The Gauntlet: When did you first discover that you wanted to become a jazz artist?

Deanne Matley: I call myself a vocal artist. The reason for that is because I do other genres, not just jazz. But I’m pretty well known in the city as a jazz artist.

When I was in Grade 10, I went to Lord Beaverbrook High School and I was always in choirs and singing. [My teacher] Mr. Gardner had this jazz choir. As soon as I heard them I was like, I’m so in. Everyone had microphones and harmonies. Everyone was moving and the music was fantastic. It was something completely different from what I was used to. But the choir was already established so I couldn’t audition until Grade 11.

I was gung-ho [about joining]. I picked a piece where I sang “I’m Beginning to See the Light.” I remember this so clearly because it was one of the audition pieces I had to learn. I picked up my first Ella Fitzgerald album at A&B Sound — which was so long ago now — and I just listened and listened to her, just praised her and soaked it all in.

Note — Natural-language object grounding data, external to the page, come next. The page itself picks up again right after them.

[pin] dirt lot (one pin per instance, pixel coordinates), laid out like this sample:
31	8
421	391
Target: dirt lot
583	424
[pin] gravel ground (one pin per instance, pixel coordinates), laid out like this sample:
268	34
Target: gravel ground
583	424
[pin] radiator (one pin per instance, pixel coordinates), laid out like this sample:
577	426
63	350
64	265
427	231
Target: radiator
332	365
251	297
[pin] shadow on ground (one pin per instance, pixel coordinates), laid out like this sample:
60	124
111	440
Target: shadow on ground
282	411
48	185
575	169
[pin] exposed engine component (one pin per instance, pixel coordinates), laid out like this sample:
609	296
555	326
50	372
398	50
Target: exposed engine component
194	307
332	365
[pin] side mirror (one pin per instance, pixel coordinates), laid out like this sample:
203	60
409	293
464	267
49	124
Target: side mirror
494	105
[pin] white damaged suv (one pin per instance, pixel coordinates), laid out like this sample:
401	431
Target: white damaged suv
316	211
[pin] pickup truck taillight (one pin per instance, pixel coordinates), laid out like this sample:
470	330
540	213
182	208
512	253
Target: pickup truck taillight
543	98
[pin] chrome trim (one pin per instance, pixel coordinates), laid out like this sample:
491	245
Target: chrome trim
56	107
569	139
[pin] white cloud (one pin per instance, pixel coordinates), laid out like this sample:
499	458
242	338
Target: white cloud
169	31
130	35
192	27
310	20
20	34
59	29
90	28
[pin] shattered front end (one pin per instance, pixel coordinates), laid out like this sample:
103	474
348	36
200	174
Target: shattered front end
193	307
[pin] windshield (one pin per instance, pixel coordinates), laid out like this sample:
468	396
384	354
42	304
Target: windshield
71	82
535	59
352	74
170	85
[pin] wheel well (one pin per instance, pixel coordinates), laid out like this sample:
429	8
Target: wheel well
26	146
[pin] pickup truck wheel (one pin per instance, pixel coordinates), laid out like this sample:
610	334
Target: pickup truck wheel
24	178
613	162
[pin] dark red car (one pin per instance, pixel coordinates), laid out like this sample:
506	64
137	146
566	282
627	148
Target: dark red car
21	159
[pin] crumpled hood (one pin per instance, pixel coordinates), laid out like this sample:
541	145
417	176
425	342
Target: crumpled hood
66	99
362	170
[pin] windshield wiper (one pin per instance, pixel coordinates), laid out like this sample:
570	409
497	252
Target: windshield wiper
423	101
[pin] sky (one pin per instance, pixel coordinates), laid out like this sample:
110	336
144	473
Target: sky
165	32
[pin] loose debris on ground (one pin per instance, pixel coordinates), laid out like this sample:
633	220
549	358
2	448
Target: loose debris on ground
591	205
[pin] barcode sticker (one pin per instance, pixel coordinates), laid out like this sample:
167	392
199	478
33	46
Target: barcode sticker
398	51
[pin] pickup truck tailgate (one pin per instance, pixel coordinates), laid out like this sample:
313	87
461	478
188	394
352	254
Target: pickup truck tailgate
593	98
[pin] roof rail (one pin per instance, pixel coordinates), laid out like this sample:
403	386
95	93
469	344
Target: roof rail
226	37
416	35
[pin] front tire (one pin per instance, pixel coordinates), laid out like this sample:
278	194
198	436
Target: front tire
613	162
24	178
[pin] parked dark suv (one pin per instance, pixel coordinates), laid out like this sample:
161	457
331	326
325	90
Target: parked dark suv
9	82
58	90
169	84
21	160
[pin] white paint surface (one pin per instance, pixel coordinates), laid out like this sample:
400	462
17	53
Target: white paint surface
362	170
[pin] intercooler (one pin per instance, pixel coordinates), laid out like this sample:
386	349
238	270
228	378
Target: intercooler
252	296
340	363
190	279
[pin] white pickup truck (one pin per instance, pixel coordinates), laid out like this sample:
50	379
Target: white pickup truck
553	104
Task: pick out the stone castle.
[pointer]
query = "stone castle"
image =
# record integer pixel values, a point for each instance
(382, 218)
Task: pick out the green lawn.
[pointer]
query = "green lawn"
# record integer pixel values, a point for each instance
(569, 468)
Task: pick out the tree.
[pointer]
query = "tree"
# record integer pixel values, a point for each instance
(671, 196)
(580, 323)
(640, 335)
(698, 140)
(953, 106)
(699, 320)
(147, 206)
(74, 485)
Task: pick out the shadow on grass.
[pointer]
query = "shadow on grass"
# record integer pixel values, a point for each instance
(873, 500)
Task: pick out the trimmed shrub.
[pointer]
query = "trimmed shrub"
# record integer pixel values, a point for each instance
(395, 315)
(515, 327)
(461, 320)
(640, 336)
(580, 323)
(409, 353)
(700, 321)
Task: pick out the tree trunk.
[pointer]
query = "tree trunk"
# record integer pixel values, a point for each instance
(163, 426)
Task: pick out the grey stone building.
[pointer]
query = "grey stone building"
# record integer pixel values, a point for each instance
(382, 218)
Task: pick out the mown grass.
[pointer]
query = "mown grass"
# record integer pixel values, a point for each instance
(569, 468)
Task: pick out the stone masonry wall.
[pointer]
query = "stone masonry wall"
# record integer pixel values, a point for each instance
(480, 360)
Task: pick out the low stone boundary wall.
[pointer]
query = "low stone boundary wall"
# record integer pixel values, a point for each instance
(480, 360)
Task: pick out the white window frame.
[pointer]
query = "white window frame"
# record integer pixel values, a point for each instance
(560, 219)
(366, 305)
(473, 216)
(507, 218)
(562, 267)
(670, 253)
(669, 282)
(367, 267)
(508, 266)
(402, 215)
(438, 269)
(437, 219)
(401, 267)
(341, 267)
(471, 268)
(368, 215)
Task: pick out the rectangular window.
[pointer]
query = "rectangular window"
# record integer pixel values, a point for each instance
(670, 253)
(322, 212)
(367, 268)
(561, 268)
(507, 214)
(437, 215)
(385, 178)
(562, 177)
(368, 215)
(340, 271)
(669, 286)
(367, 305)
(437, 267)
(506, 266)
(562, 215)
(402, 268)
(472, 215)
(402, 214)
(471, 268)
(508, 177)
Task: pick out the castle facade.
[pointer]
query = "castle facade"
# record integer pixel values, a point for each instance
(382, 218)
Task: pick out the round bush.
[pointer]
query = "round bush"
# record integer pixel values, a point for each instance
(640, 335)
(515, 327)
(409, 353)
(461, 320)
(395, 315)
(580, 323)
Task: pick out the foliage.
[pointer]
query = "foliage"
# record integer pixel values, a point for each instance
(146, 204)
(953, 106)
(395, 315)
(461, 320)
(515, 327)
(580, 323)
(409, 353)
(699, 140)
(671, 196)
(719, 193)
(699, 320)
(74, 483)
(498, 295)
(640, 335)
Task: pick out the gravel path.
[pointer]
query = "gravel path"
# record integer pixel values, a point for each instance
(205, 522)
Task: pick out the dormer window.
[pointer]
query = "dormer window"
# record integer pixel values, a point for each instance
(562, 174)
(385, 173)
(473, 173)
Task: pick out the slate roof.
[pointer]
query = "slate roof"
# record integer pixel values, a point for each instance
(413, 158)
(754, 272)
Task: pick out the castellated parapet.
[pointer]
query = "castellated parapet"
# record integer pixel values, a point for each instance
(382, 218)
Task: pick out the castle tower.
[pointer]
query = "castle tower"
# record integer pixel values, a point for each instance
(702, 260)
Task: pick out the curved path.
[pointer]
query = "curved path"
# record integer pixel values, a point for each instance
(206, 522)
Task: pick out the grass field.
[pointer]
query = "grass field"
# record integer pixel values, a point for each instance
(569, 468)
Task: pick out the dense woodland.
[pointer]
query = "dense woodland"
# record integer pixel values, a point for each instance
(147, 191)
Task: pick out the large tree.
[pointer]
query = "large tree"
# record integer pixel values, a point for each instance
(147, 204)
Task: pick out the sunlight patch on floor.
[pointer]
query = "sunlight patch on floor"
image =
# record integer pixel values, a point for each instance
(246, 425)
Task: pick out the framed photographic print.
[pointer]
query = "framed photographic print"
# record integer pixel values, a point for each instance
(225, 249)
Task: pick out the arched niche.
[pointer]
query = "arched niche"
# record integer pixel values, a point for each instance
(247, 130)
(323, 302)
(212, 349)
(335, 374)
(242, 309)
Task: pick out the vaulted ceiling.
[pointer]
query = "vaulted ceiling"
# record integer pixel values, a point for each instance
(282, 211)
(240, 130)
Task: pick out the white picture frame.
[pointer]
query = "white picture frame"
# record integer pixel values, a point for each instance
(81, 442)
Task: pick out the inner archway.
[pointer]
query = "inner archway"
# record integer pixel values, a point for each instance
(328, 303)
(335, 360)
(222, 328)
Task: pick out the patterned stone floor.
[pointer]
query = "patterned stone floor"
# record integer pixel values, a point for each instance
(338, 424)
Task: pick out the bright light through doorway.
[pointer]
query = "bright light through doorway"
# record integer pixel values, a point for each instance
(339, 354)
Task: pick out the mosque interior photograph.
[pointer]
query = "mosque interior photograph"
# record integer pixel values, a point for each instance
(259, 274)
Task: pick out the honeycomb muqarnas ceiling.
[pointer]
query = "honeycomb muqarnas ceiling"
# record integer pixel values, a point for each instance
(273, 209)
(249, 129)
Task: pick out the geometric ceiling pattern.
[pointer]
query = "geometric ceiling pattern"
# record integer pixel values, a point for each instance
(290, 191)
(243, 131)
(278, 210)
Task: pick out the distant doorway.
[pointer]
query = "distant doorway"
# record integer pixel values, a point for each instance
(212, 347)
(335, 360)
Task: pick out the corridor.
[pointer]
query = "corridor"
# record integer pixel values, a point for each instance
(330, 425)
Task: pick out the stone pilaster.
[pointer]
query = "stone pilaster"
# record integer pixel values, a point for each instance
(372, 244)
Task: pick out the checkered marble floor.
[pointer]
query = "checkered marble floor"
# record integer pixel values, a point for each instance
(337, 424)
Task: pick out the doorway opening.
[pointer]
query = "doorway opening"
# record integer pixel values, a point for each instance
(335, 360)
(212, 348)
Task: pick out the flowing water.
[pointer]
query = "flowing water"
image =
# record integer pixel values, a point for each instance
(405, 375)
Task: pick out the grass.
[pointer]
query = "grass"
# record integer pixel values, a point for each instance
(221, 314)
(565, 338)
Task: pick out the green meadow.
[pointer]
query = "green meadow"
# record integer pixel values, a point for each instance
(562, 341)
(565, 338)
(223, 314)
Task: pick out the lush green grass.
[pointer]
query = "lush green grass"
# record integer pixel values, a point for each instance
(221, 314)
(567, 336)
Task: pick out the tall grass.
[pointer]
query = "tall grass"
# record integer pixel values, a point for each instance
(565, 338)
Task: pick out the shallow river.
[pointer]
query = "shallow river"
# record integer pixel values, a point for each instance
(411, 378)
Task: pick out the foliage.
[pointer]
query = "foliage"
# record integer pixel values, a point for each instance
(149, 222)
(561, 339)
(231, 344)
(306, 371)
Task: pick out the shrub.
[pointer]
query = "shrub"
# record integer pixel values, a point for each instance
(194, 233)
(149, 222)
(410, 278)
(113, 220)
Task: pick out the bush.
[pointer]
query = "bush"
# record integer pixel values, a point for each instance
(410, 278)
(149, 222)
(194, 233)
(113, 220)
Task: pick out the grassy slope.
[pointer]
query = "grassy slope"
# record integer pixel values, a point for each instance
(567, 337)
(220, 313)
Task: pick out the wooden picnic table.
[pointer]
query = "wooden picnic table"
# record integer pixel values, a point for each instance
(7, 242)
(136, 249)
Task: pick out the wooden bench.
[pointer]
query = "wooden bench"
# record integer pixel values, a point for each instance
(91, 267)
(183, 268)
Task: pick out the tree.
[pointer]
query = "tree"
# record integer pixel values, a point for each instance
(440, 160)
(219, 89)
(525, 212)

Then I learned another part as well for the group audition. I remember going in and having to sing this for him and loving that I put all this time and energy into the song. And then I got the gig. Yay! It was fantastic and that’s where my passion for jazz music started.

G: What artists have been your major influences?

DM: I’m a huge fan of Frank Sinatra. What I love about Frank Sinatra is the expression of his emotions. Whenever I listen to Frank I can hear and feel him.

Of course back in the day, whenever everyone was doing recordings, you would go into the studio off of the floor and if there were any imperfections you know you don’t care ’cause it’s so human. He’s my first and foremost favourite.

I’m a really big fan of Keely Smith. I love Ella Fitzgerald for her scatting ability, which is insane. And she is intense and awesome. She’s a really good vocalist I listen to. Nina Simone — her deep luscious emotion just comes from her and she just takes it apart. I love listening to her.

G: Who has been your favourite or most memorable artist that you have collaborated with?

DM: I was just recently in San Francisco and I did a song with this legendary pianist Henry Mayburn and that was pretty amazing because he is quite heavy in the jazz scene.

We didn’t rehearse or anything. He doesn’t read music. I just said, OK this song, in this key and I want to do it as a ballad. And I know at first he was like, OK…? because normally it’s done as a swing. But him and I just locked in, just connected and glided — we’re emotional — and it was just so free and connected and passionate.

I’ve worked with a lot of awesome musicians in town, so it’s kind of a hard question. The people that I work with — my musical partner Bruce and I — are very connected musically and we do a lot of work together. We’re working on an album now that we’re just wrapping up.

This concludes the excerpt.